Business Services Industry
A 360-degree view of HR: CEOs, line managers, and employees speak frankly about HR; brace yourself
Workforce, June, 2002 by Allan Halcrow
Alan Schnur, a senior consultant and market leader in the San Francisco office of Watson Wyatt, offers this appraisal. "Sometimes, CEOs and the line don't really want HR to be strategic. HR is given a double message: Get out of the box, stay in the box."
He tells a story about a CEO who challenged the executive team to figure out how the company could triple revenue within five years. The HR team took the assignment seriously and came back with an assessment that said the company didn't have the right leadership or structure to accomplish the desired growth, and proposed some changes. "The team was told, 'You took it too far,'" Schnur relates.
But for every organization in which strategic HR is an oxymoron, there is another in which HR is actively helping to run the company. Talk is turning to action, Schnur adds, and there's never been a better time for HR to play a strategic role.
It will take the right CEOs working with the right HR executives to make it happen. Holzworth credits Podurgal, for example, with helping to boost the 450-employee organization to a new level. "There are a lot of HR professionals out there who are not very effective," Holzworth says. "Traditional HR people could not have accomplished what Rich has done. They are focused on employment law, compensation, and dispute resolution. They don't have the skills to be strategic."
And it's no wonder. HR has had few opportunities to learn strategic skills, because it hasn't been included as a participant in the decision-making process, and because many CEOs themselves operate in a strategic-planning vacuum, Schnur says. What's more, HR's efforts at strategy are often foiled because there is a disconnect between the espoused and the actual culture of an organization, Wolfson notes. Examples of common company slogans that often have nothing to do with reality: Employees are our most important asset. We pay for performance. We advance people on merit.
Podurgal and Holzworth are in sync about the corporate culture at Analytical Sciences and they work closely. "In the beginning, Don couldn't define specific objectives for HR," Podurgal says. "He saw that turnover was too high, that the company was not recruiting the top people, and wasn't an employer of choice."
Holzworth says the first step in improving these critical areas was to define the company's broad initiatives and to confer with Podurgal about what HR should do.
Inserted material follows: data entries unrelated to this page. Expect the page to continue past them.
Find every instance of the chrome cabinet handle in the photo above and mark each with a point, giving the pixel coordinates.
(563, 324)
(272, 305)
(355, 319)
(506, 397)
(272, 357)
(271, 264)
What they came up with is so different from earlier notions of HR that Holzworth dropped the term in favor of "organization development." The emphasis now is on performance development, performance management, supervisor and manager training, and employee competencies. Each element is tied to long-term business goals.
"I can't think of a proposal I took to him where he didn't listen," Podurgal says. "That doesn't mean he doesn't push back, but he trusts us." Podurgal has been given the latitude to add value to the business, and he has seized the opportunity.
Although he has been at the company for little more than a year, Podurgal has already created a performance-management program that ties each employee's goals to organizational goals, and has implemented market-based merit pay, introduced succession planning, and built a competency model that is linked to HR. Costs per hire have been reduced, and turnover has been slashed from 38 to 10 percent.